Open Future is a celebration of the vibrant voices in our society, each aiming to raise awareness of the contemporary pressing problems humanity is standing up against in the 21st century. This was my second visit to Manchester in a span of a week and I was left pleasantly surprised.
In a week Manchester had made a rapid 180 degrees turn. A mere seven days prior to Open Future, the city of industrial heritage was the Conservative Party’s hub for an enclosed, ‘Britons only’ conference. The interlaced ideas of British ‘sovereignty’, independence and ‘return to a glorious past’ were placed on a pedestal and conveniently encompassed in the catchy slogan ‘Get Brexit Done’. Only one future mattered — that of contingency plans for the selected few, capable of withstanding the hit of the UK’s divorce from the European Union.
On the other side of Manchester’s coin lies an intersection of global views, popular and controversial opinions and ideas, all of which came together to paint a much needed and more realistic picture of the years ahead. From the importance of activism and campaigning, the search for identity, authenticity and diversity, to climate change, ‘the new algorithmic authoritarianism’ and, Britain at home and on the international scene.
These seemingly different topics all piece together in a puzzle that is the 21st century. Each puzzle piece (or opinion), nuanced in its own individual way, has become inseparable from the complex chain of events unveiling themselves before our eyes. And if we zoom in too much, fixate on one opinion and block the path to an open debate, British society comes dangerously close to an authoritarian regime.
Why should we be worried about a singular point of view taking over public debate?
In recent times, simple and repetitive explanations of the political, social and economic reality have become increasingly appealing and sought after. Their simplicity almost always encompasses an aspect of morality, making such statements, slogans and symbols even more powerful. And when a person or a group of people in a position of authority rally behind them, they become even more influential. This can easily escalate into an intolerable status quo, where the line of accountability gets lost amidst political rhetoric, rooted in disinformation and misinformation. I’ve asked this question before and I’ll ask it again: Does this remind you of something we are currently seeing? Small hint: ‘Get Brexit Done’.

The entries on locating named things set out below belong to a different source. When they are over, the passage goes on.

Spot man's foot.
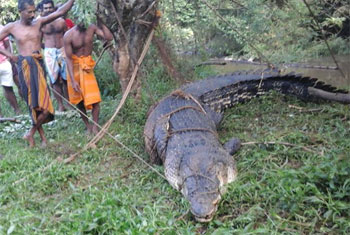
[23,134,35,148]
[58,106,67,112]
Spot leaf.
[7,224,16,235]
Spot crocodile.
[144,70,350,222]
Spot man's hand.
[72,82,81,93]
[9,54,18,63]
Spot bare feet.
[23,133,35,148]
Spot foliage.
[67,0,96,27]
[0,0,18,25]
[0,68,350,234]
[162,0,350,63]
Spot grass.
[0,63,350,234]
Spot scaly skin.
[144,68,349,222]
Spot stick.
[308,87,350,104]
[93,43,112,69]
[0,118,21,123]
[86,24,154,148]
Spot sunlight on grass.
[0,63,350,234]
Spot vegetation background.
[0,0,350,234]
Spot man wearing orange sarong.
[63,19,113,134]
[68,55,101,110]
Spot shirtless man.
[0,24,20,116]
[40,0,68,112]
[0,0,74,147]
[64,22,113,134]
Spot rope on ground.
[14,84,166,185]
[85,23,154,149]
[242,141,324,156]
[303,0,346,78]
[14,42,166,185]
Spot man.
[0,0,74,147]
[56,3,75,29]
[41,0,68,112]
[64,22,113,134]
[0,25,20,116]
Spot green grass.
[0,65,350,234]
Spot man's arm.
[38,0,74,24]
[63,31,81,92]
[0,24,17,62]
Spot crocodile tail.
[200,71,350,112]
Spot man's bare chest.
[11,26,41,43]
[41,22,64,35]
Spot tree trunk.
[97,0,156,99]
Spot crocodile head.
[180,151,236,222]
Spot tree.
[96,0,157,98]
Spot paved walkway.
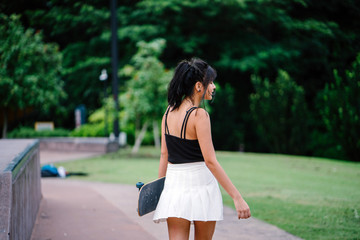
[31,150,300,240]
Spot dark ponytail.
[168,58,216,110]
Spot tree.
[0,14,65,138]
[318,54,360,162]
[250,70,308,154]
[120,39,172,153]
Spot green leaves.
[317,54,360,161]
[120,39,172,125]
[250,70,308,154]
[0,15,66,111]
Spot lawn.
[56,147,360,239]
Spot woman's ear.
[195,82,203,92]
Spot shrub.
[318,54,360,162]
[250,70,308,154]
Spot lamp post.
[99,69,108,137]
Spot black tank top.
[165,107,204,164]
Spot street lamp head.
[99,69,107,81]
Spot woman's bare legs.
[194,221,216,240]
[167,217,190,240]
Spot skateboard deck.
[136,177,165,216]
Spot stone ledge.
[40,137,119,153]
[0,139,41,240]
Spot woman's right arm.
[195,109,251,219]
[158,114,168,178]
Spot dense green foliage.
[120,39,172,152]
[0,14,65,137]
[0,0,360,160]
[250,71,309,154]
[57,147,360,240]
[319,55,360,162]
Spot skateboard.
[136,177,165,217]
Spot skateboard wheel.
[136,182,144,190]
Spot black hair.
[168,58,217,110]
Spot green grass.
[53,148,360,239]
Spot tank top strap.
[180,107,197,139]
[165,106,170,134]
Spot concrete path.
[31,151,300,240]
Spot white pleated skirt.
[153,162,223,223]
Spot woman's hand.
[234,197,251,219]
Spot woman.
[154,59,251,240]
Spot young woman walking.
[153,59,251,240]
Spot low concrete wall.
[0,139,42,240]
[40,138,119,153]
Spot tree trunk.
[2,109,7,139]
[153,120,160,148]
[131,121,148,154]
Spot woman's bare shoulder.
[195,108,210,121]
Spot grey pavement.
[31,153,300,240]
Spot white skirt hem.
[153,162,223,223]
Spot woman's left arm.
[195,109,251,219]
[158,115,168,178]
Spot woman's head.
[168,58,216,109]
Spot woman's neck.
[183,97,201,107]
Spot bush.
[318,54,360,162]
[250,70,309,154]
[7,127,70,138]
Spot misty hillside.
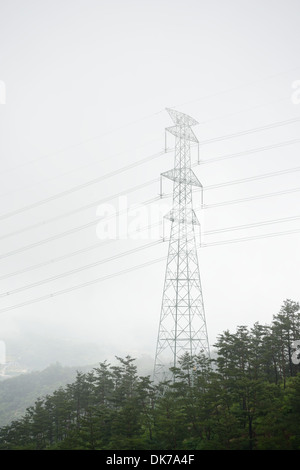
[0,363,88,426]
[0,300,300,450]
[0,357,153,427]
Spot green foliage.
[0,300,300,450]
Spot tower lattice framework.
[154,108,209,380]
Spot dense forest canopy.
[0,300,300,450]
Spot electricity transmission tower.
[153,108,209,381]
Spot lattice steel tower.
[154,108,209,381]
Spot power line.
[0,131,300,234]
[0,149,169,220]
[203,215,300,235]
[0,114,300,220]
[0,240,161,297]
[199,118,300,145]
[0,183,158,240]
[0,182,300,260]
[0,218,162,281]
[4,158,300,244]
[203,166,300,192]
[202,187,300,209]
[199,139,300,165]
[0,257,166,313]
[0,225,300,313]
[202,229,300,248]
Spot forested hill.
[0,363,91,427]
[0,300,300,450]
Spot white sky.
[0,0,300,366]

Open debates, on the other hand are … messy, to say the least. They don’t provide one uniform answer to the pressing questions of the day, nor do they impose moral guidelines for our behaviour or thoughts. They simply present us with various interpretations of the same event. And each opinion is highly valuable, so long as it is not rooted in harmful intentions, and this helps us make a little more sense of the world around us. We’re often left in a freefall, that demands we take agency, be pro-active and reflective. This is certainly how I felt during the Open Future Festival — the provocative discussions from activists, academics, writers and experts certainly left me questioning and analysing topics which I had not even considered before, but which nonetheless are vital to a significant part of Britain’s global and diverse society.
To use the words of Chimamanda Ngozi Adichie during her panel discussion:
‘When talking about diversity we need to make some room for discomfort. […] We need to make room for people saying things that are awkward, not because they want to offend, but because they simply don’t know’.
And the best way to ‘know’ is to stay curious, ask the unpopular questions and expect that sometimes the answers given are not what we want to hear. This is what open debates help us achieve. And most importantly, this is how the informational fog that has descended upon public debate in the UK and its cousin authoritarianism will be stamped out.